Cos’ha detto di tanto scandaloso Matteo Renzi all’inizio della sua discesa in campo nazionale? Cos’ha fatto di così clamoroso da indispettire l’intera classe dirigente del suo partito?
Facendo solo riferimento a quanto enunciato nello statuto del Pd Renzi ha detto, ridetto e ripetuto fino alla nausea che chi del Pd ha svolto in parlamento vari mandati (mi sembra tre, vado a memoria) dovrebbe avere il buongusto di fare un passo indietro, non ricandidarsi e tornare a fare ciò che faceva prima di impegnarsi in politica.
In una parola, ritirarsi. E non (come si diceva fraintendendo il pensiero di Renzi) per favorire un ricambio “generazionale”, ma per favorire un ricambio di menti e di voglia di impegnarsi, anche se appartenenti a gente di una certa età.
E’ bastato questo piccolo enunciato per scatenare le ire dei mandarini del partito: ma come si permette questo tipino di Firenze di chiederci un passo indietro, come si permette di esprimere giudizi, come si permette di invitarci a ritirarci a vita privata. Insomma, per farla breve, Renzi è stato accusato di lesa maestà.
Accusato di lesa maestà da gente che vivacchia e bivacca in parlamento da trenta, venticinque, venti e più anni. Che ha guadagnato in anni e anni una montagna di euro e che ha portato l’Italia fin sull’orlo del baratro. Gente che pur avendo dato pessima prova di sé (come persona e come squadra) non ha nessuna intenzione di abbandonare il campo.
E visto che si parla di campi, continuiamo con una metafora calcistica. Renzi, in definitiva, chiede solo che dopo anni e anni di sperimentazione si possano cambiare gli allenatori della squadra. Una squadra, l’Italia, che con quegli allenatori di cui parla Renzi ha sempre navigato (salvo rari momenti fortunati) in zona retrocessione.

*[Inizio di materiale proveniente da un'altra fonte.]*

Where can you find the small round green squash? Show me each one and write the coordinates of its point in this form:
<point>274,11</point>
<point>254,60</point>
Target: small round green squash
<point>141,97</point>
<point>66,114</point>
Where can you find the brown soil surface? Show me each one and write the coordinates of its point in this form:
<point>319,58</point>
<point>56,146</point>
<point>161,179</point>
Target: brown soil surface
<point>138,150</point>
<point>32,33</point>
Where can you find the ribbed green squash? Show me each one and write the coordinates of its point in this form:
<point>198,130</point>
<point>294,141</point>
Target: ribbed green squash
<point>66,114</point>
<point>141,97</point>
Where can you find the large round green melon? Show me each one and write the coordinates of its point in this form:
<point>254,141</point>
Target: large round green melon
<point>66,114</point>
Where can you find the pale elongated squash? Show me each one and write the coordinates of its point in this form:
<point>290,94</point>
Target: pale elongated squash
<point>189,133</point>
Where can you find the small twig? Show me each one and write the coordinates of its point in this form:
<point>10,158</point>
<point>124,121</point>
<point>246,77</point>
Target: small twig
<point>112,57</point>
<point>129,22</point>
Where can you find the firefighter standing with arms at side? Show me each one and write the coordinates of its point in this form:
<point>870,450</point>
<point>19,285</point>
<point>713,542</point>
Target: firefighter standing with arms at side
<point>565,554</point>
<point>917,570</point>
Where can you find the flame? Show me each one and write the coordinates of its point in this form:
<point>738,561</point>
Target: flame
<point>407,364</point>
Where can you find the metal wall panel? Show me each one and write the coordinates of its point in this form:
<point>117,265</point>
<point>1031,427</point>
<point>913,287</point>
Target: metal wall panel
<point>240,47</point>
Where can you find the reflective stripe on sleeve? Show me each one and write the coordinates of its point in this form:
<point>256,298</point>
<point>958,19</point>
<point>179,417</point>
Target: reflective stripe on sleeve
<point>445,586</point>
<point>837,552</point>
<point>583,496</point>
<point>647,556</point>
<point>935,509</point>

E’ lesa maestà chiedere un passo indietro a questi allenatori e ricominciare il campionato mondiale degli Stati con gente nuova?
Secondo me no. Ma loro i vecchi allenatori decrepiti che non hanno neanche una coppetta in bacheca, l’hanno presa male e bombardano giorno dopo giorno lo sfrontato Matteo.
Ecco perché (e rispondo ai lettori del blog) almeno in questo momento io sto dalla parte di “David” Matteo Renzi. Perché ha fatto ai dirigenti del partito richieste più che legittime, perché è giusto che possa partecipare alle primarie del partito, perché (sempre secondo me) è giusto che provi a vincere questa sfida tutta interna al Partito Democratico. Perché è giusto tentare di cambiare una classe dirigente che, a detta di tutti, ha fatto il suo tempo (e i suoi danni).
Ecco perché sto con Renzi in questo momento (ci sarà tempo di discutere su un possibile programma da leader). Sto con Renzi perché mi sono sempre piaciute le sfide difficili, forse impossibili.